Skyworks Solutions, Inc.

5260 California Ave

Irvine, CA 92617

 

Re: Initially Filed Registration Statement on Form S-4 of Skyworks Solutions, Inc., filed December 4, 2025 (the “Registration Statement”)

 

Ladies and Gentlemen:

 

Reference is made to our opinion letter, dated as of October 27, 2025 (“Opinion Letter”), with respect to the fairness from a financial point of view to Skyworks Solutions, Inc. (the “Company”) of the Merger Consideration (as defined therein) to be paid by the Company for each share of common stock, par value $0.0001 per share, of Qorvo, Inc. (“Qorvo”) pursuant to the Agreement and Plan of Merger, dated as of October 27, 2025, by and among the Company, Comet Acquisition Corp., Comet Acquisition II, LLC and Qorvo.

 

The Opinion Letter is provided for the information and assistance of the Board of Directors of the Company in connection with its consideration of the transaction contemplated therein.
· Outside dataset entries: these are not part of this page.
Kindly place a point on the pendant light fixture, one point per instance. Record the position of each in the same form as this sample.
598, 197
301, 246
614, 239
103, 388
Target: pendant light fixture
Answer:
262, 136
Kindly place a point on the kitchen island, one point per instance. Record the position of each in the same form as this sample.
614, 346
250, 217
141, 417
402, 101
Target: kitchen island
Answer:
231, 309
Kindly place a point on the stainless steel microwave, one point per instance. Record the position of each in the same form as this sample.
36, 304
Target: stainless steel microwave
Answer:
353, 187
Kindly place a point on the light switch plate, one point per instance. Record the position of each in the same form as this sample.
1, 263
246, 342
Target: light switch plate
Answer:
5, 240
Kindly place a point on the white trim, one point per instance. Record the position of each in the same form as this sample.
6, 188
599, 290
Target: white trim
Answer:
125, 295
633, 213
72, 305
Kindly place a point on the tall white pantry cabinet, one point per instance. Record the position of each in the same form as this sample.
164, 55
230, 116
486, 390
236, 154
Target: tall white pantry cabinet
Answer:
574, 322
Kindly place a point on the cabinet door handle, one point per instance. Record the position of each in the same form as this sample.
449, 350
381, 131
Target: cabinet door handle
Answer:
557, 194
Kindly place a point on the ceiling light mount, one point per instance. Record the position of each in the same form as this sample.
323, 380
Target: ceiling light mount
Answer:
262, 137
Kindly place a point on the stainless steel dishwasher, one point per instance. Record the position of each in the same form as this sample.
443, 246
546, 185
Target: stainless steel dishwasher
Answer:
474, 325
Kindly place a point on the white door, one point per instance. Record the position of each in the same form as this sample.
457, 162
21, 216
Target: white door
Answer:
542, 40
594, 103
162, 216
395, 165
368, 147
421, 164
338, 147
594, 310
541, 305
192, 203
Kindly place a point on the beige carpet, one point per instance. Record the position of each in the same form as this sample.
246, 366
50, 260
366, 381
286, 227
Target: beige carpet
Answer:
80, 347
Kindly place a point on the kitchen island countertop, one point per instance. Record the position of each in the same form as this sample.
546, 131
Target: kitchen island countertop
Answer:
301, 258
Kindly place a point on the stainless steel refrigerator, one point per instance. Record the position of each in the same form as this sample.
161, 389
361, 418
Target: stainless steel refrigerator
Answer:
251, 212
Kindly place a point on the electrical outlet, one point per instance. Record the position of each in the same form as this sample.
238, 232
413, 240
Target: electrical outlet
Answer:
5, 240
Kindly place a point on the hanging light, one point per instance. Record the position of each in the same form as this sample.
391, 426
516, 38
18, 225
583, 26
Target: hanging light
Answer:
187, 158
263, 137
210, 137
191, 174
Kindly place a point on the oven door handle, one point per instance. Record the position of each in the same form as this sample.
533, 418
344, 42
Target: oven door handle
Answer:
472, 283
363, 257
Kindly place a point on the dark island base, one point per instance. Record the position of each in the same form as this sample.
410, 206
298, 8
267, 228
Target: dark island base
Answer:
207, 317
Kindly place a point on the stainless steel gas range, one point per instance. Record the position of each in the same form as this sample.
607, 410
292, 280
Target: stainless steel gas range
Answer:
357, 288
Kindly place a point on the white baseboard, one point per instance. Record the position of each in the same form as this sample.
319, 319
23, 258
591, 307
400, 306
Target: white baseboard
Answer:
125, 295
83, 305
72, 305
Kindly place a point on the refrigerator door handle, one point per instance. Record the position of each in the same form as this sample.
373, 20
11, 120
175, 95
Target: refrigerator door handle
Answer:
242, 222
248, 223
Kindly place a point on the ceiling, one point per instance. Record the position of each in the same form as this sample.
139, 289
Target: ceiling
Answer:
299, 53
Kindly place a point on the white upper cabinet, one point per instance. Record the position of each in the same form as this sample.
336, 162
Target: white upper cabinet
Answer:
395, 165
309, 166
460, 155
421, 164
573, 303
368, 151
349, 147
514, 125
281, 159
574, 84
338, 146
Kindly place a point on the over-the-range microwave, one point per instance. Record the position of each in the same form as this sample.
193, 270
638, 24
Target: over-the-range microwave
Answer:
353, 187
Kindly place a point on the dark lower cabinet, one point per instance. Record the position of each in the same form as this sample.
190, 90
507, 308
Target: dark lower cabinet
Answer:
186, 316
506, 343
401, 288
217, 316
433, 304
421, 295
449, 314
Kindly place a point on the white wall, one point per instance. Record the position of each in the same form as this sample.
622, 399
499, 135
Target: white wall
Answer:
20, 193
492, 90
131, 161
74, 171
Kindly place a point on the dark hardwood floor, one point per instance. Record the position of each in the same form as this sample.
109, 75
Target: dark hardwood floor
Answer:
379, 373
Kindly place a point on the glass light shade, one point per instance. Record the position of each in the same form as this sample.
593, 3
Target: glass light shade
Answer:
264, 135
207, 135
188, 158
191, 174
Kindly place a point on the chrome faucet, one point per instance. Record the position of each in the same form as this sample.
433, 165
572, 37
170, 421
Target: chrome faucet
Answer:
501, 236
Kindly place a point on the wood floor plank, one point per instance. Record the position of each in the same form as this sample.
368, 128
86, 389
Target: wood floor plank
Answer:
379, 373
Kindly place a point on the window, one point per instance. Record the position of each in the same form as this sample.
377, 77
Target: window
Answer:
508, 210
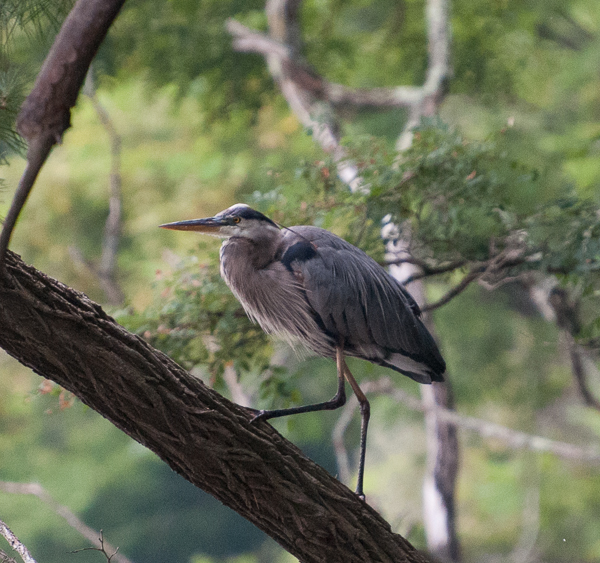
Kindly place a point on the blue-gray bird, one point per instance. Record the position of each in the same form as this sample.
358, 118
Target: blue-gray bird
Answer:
310, 286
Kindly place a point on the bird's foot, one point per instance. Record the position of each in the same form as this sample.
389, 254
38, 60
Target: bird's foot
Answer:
258, 415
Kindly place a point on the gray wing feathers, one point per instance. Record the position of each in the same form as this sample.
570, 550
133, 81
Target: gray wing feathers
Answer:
359, 301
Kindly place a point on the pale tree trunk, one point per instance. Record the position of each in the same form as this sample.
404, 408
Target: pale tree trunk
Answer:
65, 337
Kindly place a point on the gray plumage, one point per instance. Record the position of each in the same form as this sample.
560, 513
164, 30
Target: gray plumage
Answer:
312, 287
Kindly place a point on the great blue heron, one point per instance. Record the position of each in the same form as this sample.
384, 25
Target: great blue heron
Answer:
313, 287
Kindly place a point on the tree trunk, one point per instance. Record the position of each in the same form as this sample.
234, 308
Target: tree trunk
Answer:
67, 338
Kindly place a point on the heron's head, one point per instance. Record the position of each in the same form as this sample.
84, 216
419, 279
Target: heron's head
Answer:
239, 220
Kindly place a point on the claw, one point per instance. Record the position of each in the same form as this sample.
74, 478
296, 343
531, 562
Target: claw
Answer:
258, 415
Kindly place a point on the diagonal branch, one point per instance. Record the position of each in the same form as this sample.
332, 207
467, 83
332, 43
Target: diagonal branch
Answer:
46, 113
67, 338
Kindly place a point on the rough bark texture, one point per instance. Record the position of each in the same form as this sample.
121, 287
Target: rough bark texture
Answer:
46, 113
67, 338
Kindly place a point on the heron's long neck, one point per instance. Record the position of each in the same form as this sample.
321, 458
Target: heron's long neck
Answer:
242, 257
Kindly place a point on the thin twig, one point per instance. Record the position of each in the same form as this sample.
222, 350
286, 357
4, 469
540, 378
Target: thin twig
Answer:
15, 543
72, 520
457, 289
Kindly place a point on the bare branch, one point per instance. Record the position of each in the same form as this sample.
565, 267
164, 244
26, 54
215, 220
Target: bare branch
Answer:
71, 519
67, 338
106, 270
15, 543
299, 84
104, 546
456, 290
46, 113
514, 439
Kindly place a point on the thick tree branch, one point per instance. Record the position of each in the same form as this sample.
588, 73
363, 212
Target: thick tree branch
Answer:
67, 338
46, 113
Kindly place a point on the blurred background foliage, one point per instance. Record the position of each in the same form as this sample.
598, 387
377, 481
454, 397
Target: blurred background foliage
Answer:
203, 127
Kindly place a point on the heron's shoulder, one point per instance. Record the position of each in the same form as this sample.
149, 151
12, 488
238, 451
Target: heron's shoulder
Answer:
319, 238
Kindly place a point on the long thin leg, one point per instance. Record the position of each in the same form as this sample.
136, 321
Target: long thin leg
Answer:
365, 413
336, 402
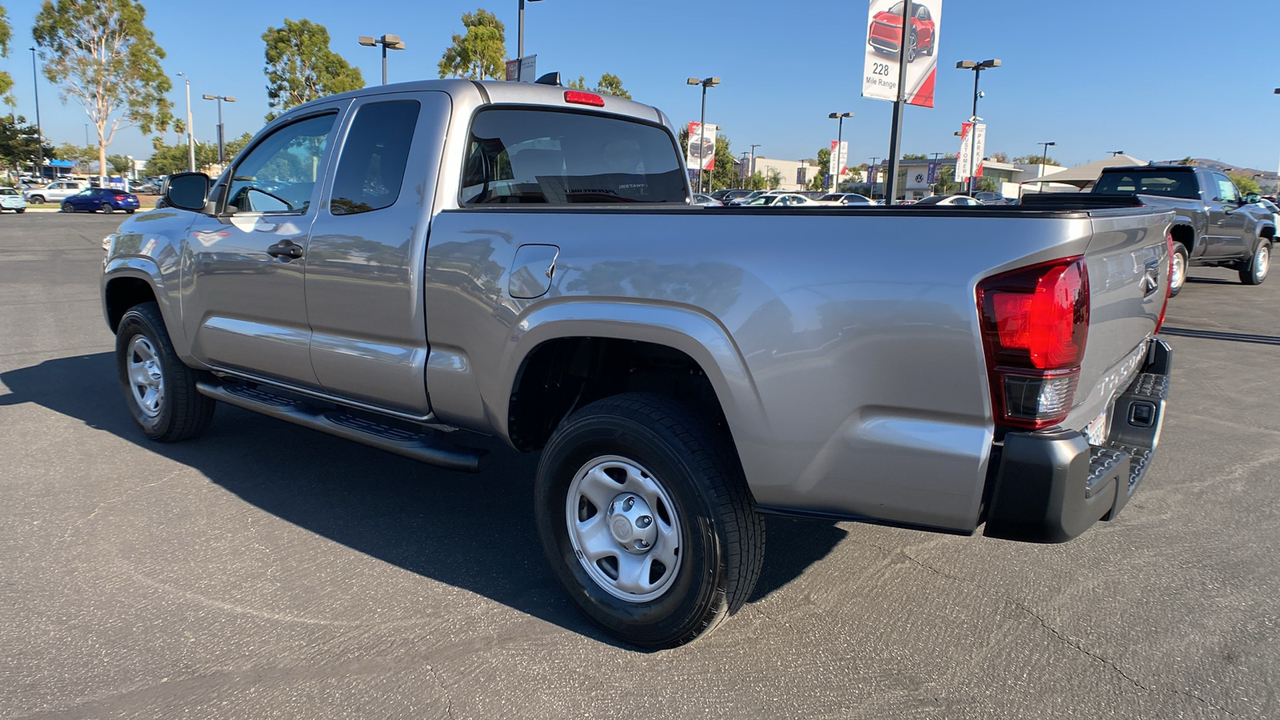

We understand that the Company has determined to include the Opinion Letter in the Registration Statement. In that regard, we hereby consent to the reference to our Opinion Letter under the captions “Summary—Skyworks’ Reasons for the Mergers; Recommendation of the Skyworks Board of Directors,” “Summary - Opinions of Skyworks’ Financial Advisors—Opinion of Goldman Sachs,” “Risk Factors—Risks Related to the Mergers,” “The Mergers—Background of the Mergers,” “The Mergers—Skyworks’ Reasons for the Mergers; Recommendation of the Skyworks Board of Directors,” “The Mergers—Certain Skyworks Unaudited Prospective Financial Information,” “The Mergers—Management Assumed Synergies,“The Mergers—Certain Pro Forma Financial Information,“The Mergers – General Information Regarding the Forecasts,” and “The Mergers—Opinions of Skyworks’ Financial Advisors—Opinion of Goldman Sachs” and to the inclusion of the Opinion Letter in the joint proxy statement/prospectus included in the Registration Statement. Notwithstanding the foregoing, it is understood that our consent is being delivered solely in connection with the filing of the Registration Statement and that our Opinion Letter is not to be used, circulated, quoted or otherwise referred to for any other purpose, nor is it to be filed with, included in or referred to, in whole or in part, in any registration statement (including any subsequent amendments to the Registration Statement), proxy statement or any other document, except in accordance with our prior written consent. In giving such consent, we do not thereby admit that we come within the category of persons whose consent is required under Section 7 of the Securities Act of 1933 or the rules and regulations of the Securities and Exchange Commission thereunder.